Vlad, Prince of Transylvania, was sent to fight in the Turkish army as a boy, along with many others his age, by his father to appease the Sultan. In time, Vlad became a fierce warrior who impaled Turkey’s enemies he won over during battle. Thus, he was dubbed the Impaler. For his service, when it became time, Vlad became the monarch of Transylvania under the rule of the Sultan. The practice of sending Transylvanian boys to serve in the Turkish forces had then ended. Or so Vlad had believed. The new Sultan, Mehmed (Dominic Cooper, Captain America: The First Avenger), the son of the previous man to hold that title, changed that deal. This time, he doesn’t just want one thousand boys, he wants Vlad’s son, Ingeras (Art Parkinson, Game of Thrones) as well. After violently refusing this order, Vlad must come up with a way to defend Transylvania from Mehmed’s armies.

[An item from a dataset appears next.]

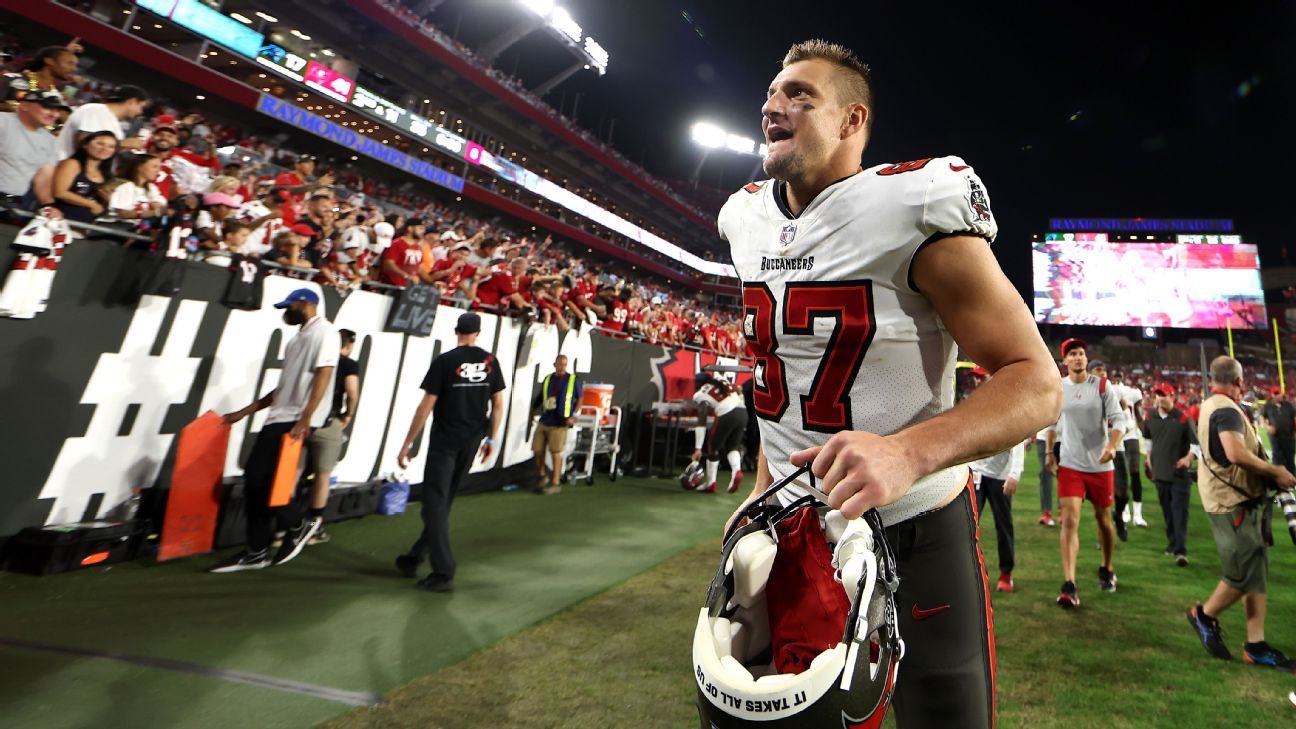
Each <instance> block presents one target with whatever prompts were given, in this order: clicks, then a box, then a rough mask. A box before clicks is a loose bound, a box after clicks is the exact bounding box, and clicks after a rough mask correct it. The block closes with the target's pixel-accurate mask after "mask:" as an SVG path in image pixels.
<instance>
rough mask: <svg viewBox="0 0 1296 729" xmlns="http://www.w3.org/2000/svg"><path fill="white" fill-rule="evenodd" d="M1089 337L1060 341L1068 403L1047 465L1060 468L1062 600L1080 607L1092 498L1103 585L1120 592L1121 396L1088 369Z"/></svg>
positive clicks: (1063, 387) (1063, 601) (1064, 397)
mask: <svg viewBox="0 0 1296 729" xmlns="http://www.w3.org/2000/svg"><path fill="white" fill-rule="evenodd" d="M1085 348H1086V345H1085V341H1083V340H1080V339H1069V340H1067V341H1064V342H1061V358H1063V362H1065V364H1067V376H1065V377H1063V380H1061V384H1063V405H1061V415H1060V416H1059V419H1058V425H1056V428H1055V429H1054V431H1050V432H1048V441H1047V446H1046V449H1047V451H1048V453H1047V459H1048V467H1050V468H1056V470H1058V503H1059V506H1060V512H1061V571H1063V576H1064V580H1065V581H1064V582H1063V585H1061V592H1060V594H1059V595H1058V604H1059V606H1060V607H1064V608H1073V607H1080V593H1078V592H1077V589H1076V559H1077V555H1078V554H1080V505H1081V502H1082V501H1085V499H1089V501H1090V502H1091V503H1093V505H1094V518H1095V519H1096V520H1098V538H1099V545H1100V546H1102V550H1103V563H1102V564H1100V566H1099V567H1098V589H1099V590H1102V592H1104V593H1113V592H1116V571H1115V569H1113V568H1112V553H1113V551H1115V549H1116V527H1115V524H1113V523H1112V502H1113V501H1115V492H1116V484H1115V480H1113V472H1115V467H1113V464H1112V460H1115V459H1116V448H1117V446H1118V445H1120V442H1121V437H1122V436H1124V433H1121V423H1122V422H1124V414H1122V412H1121V403H1120V400H1118V398H1117V397H1116V390H1115V389H1112V387H1111V384H1109V383H1108V381H1107V380H1105V379H1104V377H1096V376H1094V375H1090V374H1089V370H1087V364H1089V355H1087V354H1086V353H1085ZM1056 438H1061V454H1060V458H1054V454H1052V444H1054V440H1056Z"/></svg>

He decides to go to extremes by going to a cave that holds the Master Vampire (Charles Dance, Alien³). There he finds the creature accommodating to his wants. It agrees to help Vlad since there’s a good chance what it grants him could set the vampire free from his prison. By drinking the vampire’s blood Vlad will, for three days, have the monster’s powers, from great strength all the way to its power of transformation. But, during this time, if Vlad drinks blood–which he will have an insatiable thirst for–he will be doomed to become a vampire himself. It will then set the Master Vampire free and Vlad would become its slave if need be. The plan becomes rather effective. But at what costs?
I sat in the movie theater giddy pretty early on during most of this movie. Even though it has contemporary trappings this film still has a very overwhelming classical feel to it. Strip away all the modern frills and scale it down to size it would play much like a Hammer Studios production. Not like that studio’s Dracula films though. Their version was a monster right away. This film, as we all know, is an origin story. A man who was a monster on the battlefield who wants to change into the family man he now sees himself as. And the being forced to become an even worse sort of monster to save his family. It’s a great old-fashioned melodramatic horror story.
Luke Evans (from The Hobbit films) plays this conflicted character very well. I know he can play a monster well having seen him in Ryûhei Kitamura’s No One Lives. So, if the character develops like he should in this series I know he’s up for that challenge. The other four leads—Dance, Cooper, Parkinson, and Sarah Gadon (Cosmopolis), who plays Vlad wife, are all good in their respective parts. Sadly, the supporting cast isn’t really given much character. They come out as most background scenery. I’m not blaming the actors. This just seems to be a problem from the writing, most of which is just fine.
The art direction is wonderful. It’s well photographed. Some of the CGI isn’t great. But for the most part the effects are pretty good. The score could’ve been better. At least, it never got annoying.
There ended up being one problem that struck down the rating I’m giving this film from 4.5 stars to 3.5. I didn’t like the last little bit that sees Vlad in modern times. It was rather jarring and I’m disappointed that the next film won’t be period piece.
But, overall, I think if Universal keeps things this well done, I’m going to like their return to their classic monsters.